Talking from Mexico on the set of his latest film, Inglesia’s enthusiasm for his chosen craft pummels infectiously down the phoneline, his pidgen English struggling to match the obvious speed with which the ideas are coursing maniacly through his head.

“I have one or two proposals in Hollywood. Little movies I can make in Spain. I can do anything I want in Spain. I have no limits.” Coincidental to Australia, Spain swung to the right in elections earlier this year after 13 years of socialist government. “It was a very open country,” he laments, “in the last 20 years it was a cultural paradise, now it’s like the finish - the party’s over.

“That’s why I’m working in Mexico. In my next movie all the people are talking about God. It’s so funny. It’s a road movie with an android sex slave and a nymphomaniac girl of 12 years. But we needed more money - the budget is $US6 million which is very expensive for Spain so we are making it in America. Ciby2000 has the rights.”
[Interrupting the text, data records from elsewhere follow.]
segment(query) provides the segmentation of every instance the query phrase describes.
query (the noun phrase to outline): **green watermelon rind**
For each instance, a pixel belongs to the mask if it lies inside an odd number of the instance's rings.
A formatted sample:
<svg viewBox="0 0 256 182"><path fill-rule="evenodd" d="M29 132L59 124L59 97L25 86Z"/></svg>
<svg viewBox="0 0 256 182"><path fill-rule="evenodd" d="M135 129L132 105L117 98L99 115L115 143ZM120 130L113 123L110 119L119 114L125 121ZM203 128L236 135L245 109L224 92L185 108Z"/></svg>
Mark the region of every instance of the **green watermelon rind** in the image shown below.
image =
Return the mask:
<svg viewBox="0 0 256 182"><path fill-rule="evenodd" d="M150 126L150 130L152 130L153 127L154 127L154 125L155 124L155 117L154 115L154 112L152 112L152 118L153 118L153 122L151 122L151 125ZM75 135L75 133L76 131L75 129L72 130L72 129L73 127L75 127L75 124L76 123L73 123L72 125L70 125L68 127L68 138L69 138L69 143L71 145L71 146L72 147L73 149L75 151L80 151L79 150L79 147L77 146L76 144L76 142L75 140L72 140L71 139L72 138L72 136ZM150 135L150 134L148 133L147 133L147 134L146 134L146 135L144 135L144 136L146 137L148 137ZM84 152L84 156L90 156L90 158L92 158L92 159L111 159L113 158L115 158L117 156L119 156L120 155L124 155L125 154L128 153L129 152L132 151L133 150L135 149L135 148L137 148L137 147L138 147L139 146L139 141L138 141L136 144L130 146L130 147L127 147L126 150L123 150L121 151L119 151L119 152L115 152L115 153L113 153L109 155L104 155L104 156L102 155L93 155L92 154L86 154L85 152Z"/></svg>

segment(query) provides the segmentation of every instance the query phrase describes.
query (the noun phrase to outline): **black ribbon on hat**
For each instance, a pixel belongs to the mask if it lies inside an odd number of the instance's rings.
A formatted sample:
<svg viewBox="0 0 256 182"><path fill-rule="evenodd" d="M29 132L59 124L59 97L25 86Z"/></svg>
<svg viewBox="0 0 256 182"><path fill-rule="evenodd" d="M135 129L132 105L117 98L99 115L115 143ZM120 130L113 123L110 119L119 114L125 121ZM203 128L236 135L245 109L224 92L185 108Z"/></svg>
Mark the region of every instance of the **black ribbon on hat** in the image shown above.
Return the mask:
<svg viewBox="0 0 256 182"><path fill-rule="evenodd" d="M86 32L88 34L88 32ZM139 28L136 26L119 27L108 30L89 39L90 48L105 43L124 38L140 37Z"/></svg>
“If I work in Hollywood I want a big budget. The most thing I love is sci-fi movies. But I want to do something not commercial - very violent, very sexy. Sci fi now is pathetic. When you have $US50 million budgets you have to make a family movie. This is not me.

“I work fast, I’m afraid to respect things. It is dangerous. I don't believe in talent, I only believe in work. I am only learning now - I have only made two movies. Movies aren’t mystical, they are work. I think if you make 80 movies, then you are a good director. The most important thing is work.”